Due mesi e mezzo di stagione, 9 vittorie su 11 in campionato (e secondo posto un punto dietro la Juve), più fuori che dentro in un girone di ferro in Champions dove hai giocato due primi tempi meravigliosi in due stadi da paura – roba che non vedevi da anni e anni – epperò metti insieme 4 punti in quattro partite, classifica magari immeritata ma impietosamente realistica sul tuo profilo attuale di squadra – bella, a volte bellissima, ma per più di un motivo non ancora a livello delle migliori d’Europa. Perchè dopo i primi tempi meravigliosi hai dovuto giocare anche i secondi tempi, e a volte – per colpe tue o anche solo per la piega degli eventi – la realtà si è fatta più dura, 45 minuti dopo.

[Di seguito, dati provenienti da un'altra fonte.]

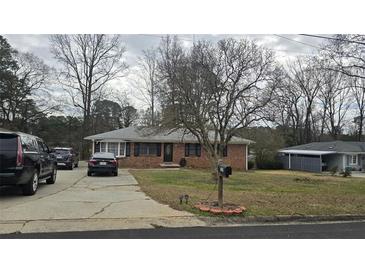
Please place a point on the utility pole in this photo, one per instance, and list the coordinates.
(220, 190)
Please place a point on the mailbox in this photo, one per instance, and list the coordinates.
(225, 170)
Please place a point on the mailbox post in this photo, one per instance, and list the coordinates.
(223, 171)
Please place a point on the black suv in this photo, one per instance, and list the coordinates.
(25, 160)
(66, 157)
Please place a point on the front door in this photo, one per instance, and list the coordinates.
(167, 152)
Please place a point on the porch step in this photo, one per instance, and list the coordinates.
(169, 165)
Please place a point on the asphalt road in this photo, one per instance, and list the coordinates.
(344, 230)
(77, 202)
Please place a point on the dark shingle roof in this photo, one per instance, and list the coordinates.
(336, 146)
(150, 135)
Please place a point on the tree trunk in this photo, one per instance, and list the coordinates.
(220, 191)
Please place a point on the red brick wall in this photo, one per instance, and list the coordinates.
(236, 157)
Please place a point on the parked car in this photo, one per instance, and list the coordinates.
(102, 162)
(66, 157)
(25, 160)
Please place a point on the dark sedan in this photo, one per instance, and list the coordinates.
(66, 157)
(102, 162)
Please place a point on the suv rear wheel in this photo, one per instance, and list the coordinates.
(31, 187)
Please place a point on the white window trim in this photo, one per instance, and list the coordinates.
(351, 163)
(107, 146)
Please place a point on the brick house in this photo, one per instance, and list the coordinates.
(143, 148)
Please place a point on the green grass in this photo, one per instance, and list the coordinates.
(262, 192)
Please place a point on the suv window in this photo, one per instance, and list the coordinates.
(28, 143)
(8, 142)
(42, 146)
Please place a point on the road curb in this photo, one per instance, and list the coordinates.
(222, 220)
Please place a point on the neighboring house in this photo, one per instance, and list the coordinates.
(144, 148)
(323, 156)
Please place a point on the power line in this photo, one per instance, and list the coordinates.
(303, 43)
(333, 38)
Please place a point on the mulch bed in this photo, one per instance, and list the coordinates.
(227, 209)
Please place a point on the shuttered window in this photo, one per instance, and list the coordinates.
(192, 150)
(147, 149)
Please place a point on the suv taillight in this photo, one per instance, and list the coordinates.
(92, 162)
(19, 154)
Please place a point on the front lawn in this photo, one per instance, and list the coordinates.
(262, 192)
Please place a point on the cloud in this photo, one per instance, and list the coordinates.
(285, 48)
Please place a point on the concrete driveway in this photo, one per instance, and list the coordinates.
(77, 203)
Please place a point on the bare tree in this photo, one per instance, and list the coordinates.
(89, 63)
(305, 78)
(213, 90)
(334, 99)
(146, 81)
(29, 79)
(358, 93)
(348, 52)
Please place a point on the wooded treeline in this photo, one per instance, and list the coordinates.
(232, 87)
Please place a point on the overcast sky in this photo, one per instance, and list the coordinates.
(285, 47)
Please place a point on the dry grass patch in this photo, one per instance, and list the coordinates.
(263, 193)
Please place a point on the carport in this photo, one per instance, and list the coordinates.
(305, 160)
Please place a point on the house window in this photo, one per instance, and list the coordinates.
(103, 147)
(121, 149)
(192, 150)
(224, 150)
(113, 148)
(148, 149)
(97, 147)
(353, 160)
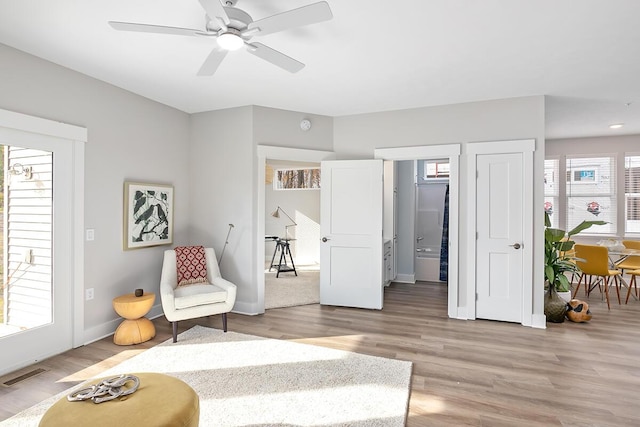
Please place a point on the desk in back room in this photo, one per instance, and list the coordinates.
(282, 246)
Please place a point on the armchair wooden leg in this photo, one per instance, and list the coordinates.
(175, 331)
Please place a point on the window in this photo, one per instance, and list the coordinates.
(632, 194)
(297, 179)
(551, 190)
(591, 192)
(430, 170)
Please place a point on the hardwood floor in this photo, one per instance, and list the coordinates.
(468, 373)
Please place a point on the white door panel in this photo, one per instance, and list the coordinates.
(500, 237)
(351, 227)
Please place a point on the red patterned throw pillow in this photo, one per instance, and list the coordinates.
(191, 265)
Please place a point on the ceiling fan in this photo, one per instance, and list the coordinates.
(233, 28)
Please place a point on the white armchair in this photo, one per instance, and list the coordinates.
(216, 296)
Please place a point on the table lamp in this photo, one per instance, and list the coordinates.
(276, 214)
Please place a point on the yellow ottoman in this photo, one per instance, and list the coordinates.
(161, 400)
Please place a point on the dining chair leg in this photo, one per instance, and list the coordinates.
(615, 278)
(632, 284)
(578, 287)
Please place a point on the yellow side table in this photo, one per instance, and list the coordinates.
(135, 328)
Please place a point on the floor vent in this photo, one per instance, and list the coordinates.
(23, 377)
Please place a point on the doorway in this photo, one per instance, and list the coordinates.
(292, 233)
(265, 251)
(450, 152)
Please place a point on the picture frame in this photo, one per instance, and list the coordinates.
(148, 215)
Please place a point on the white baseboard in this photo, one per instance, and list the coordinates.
(539, 321)
(405, 278)
(247, 308)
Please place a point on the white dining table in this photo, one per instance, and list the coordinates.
(616, 256)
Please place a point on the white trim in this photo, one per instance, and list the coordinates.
(527, 148)
(512, 146)
(265, 152)
(405, 278)
(78, 243)
(24, 122)
(452, 152)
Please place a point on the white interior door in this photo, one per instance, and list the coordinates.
(351, 233)
(500, 239)
(47, 253)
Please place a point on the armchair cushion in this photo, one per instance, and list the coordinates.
(198, 294)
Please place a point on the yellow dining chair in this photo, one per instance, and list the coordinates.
(631, 262)
(593, 260)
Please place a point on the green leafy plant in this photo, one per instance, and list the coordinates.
(557, 253)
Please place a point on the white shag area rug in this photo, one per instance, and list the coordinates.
(244, 380)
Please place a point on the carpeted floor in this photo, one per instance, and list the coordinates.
(289, 290)
(244, 380)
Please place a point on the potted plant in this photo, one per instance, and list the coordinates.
(558, 260)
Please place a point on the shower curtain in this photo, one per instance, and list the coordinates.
(444, 246)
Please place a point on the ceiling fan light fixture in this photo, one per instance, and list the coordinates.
(229, 40)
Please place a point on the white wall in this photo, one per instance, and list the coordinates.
(130, 138)
(507, 119)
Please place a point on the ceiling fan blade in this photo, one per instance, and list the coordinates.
(216, 11)
(276, 58)
(158, 29)
(305, 15)
(213, 61)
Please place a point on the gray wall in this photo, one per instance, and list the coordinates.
(210, 158)
(130, 138)
(223, 182)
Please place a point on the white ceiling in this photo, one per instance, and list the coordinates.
(374, 55)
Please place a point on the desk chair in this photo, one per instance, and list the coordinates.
(593, 260)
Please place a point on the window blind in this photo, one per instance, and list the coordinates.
(632, 194)
(551, 190)
(591, 192)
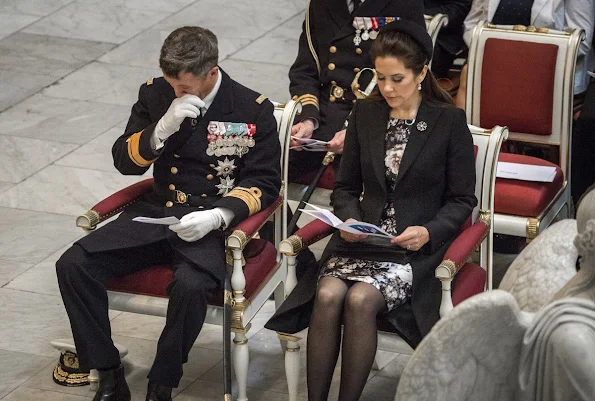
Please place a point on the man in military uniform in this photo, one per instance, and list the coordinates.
(450, 39)
(215, 152)
(334, 46)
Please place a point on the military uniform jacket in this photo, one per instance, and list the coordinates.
(451, 36)
(187, 178)
(332, 32)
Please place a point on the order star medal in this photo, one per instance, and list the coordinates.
(225, 167)
(225, 185)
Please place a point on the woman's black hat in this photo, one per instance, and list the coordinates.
(416, 31)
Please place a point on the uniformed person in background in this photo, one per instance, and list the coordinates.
(334, 46)
(215, 153)
(450, 39)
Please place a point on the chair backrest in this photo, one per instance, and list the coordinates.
(433, 25)
(487, 147)
(285, 114)
(524, 78)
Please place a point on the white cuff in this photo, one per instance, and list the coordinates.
(226, 216)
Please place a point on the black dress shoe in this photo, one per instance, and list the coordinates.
(158, 392)
(112, 386)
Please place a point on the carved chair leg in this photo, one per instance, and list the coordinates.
(241, 359)
(292, 364)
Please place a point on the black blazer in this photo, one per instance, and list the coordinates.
(435, 188)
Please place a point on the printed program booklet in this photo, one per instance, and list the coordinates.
(354, 227)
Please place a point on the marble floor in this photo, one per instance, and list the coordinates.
(69, 73)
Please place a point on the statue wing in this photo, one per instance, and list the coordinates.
(543, 267)
(471, 354)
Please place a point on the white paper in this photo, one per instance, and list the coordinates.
(526, 172)
(167, 221)
(354, 227)
(309, 144)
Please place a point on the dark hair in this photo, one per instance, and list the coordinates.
(403, 47)
(189, 49)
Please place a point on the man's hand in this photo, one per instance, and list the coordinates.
(187, 106)
(303, 129)
(413, 238)
(196, 225)
(349, 237)
(335, 145)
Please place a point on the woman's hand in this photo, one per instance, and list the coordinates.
(413, 238)
(349, 237)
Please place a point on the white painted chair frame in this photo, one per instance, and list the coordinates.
(488, 144)
(568, 45)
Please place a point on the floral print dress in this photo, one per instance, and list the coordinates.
(393, 280)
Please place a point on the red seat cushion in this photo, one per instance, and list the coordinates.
(327, 181)
(470, 280)
(525, 198)
(154, 280)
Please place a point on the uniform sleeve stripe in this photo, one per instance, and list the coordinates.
(134, 153)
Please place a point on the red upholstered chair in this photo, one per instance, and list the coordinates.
(524, 78)
(472, 278)
(321, 195)
(258, 272)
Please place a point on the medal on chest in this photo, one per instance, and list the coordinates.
(228, 139)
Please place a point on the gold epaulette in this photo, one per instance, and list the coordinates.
(261, 99)
(307, 99)
(250, 196)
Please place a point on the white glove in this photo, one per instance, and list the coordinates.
(196, 225)
(179, 109)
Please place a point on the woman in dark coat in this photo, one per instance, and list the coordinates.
(410, 153)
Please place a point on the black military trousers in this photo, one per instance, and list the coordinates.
(81, 277)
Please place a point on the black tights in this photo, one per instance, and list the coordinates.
(356, 304)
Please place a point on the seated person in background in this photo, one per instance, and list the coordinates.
(450, 39)
(412, 152)
(333, 47)
(172, 128)
(561, 15)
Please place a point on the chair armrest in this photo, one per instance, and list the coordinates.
(460, 250)
(304, 237)
(244, 231)
(113, 204)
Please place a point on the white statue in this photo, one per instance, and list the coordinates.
(543, 267)
(488, 349)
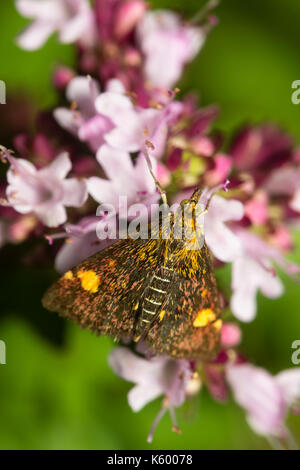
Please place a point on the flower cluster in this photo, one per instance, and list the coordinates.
(119, 101)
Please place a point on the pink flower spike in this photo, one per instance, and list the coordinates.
(259, 393)
(230, 335)
(124, 178)
(72, 19)
(45, 192)
(128, 14)
(168, 45)
(253, 270)
(222, 241)
(154, 377)
(289, 382)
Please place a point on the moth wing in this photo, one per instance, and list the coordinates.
(102, 292)
(189, 324)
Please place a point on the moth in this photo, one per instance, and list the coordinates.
(158, 290)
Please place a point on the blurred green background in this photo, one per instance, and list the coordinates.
(57, 390)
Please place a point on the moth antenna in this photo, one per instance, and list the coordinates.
(157, 184)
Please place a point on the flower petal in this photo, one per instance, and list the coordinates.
(35, 35)
(75, 192)
(140, 395)
(289, 382)
(102, 190)
(52, 216)
(257, 391)
(59, 168)
(116, 163)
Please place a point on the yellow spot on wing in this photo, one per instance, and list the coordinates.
(68, 275)
(89, 280)
(204, 317)
(218, 325)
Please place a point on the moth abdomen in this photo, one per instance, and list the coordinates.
(155, 296)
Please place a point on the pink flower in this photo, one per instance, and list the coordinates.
(265, 398)
(124, 178)
(133, 125)
(260, 148)
(222, 241)
(230, 335)
(221, 170)
(84, 122)
(256, 208)
(153, 378)
(72, 19)
(286, 181)
(253, 270)
(111, 117)
(44, 192)
(128, 14)
(82, 242)
(168, 45)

Detto questo, cosa vuole Conte? Cosa sa lui che non sappiamo? A quale livello vuole alzare la tensione? Quali conti ha da regolare, pur pagato profumatissimamente? Con chi ce l’ha? O vuole solo – più di ogni altra cosa, lui così vincente, lui così legato agli sfracelli che ha sempre fatto nelle sue prime stagioni ovunque sia stato – pararsi il culo?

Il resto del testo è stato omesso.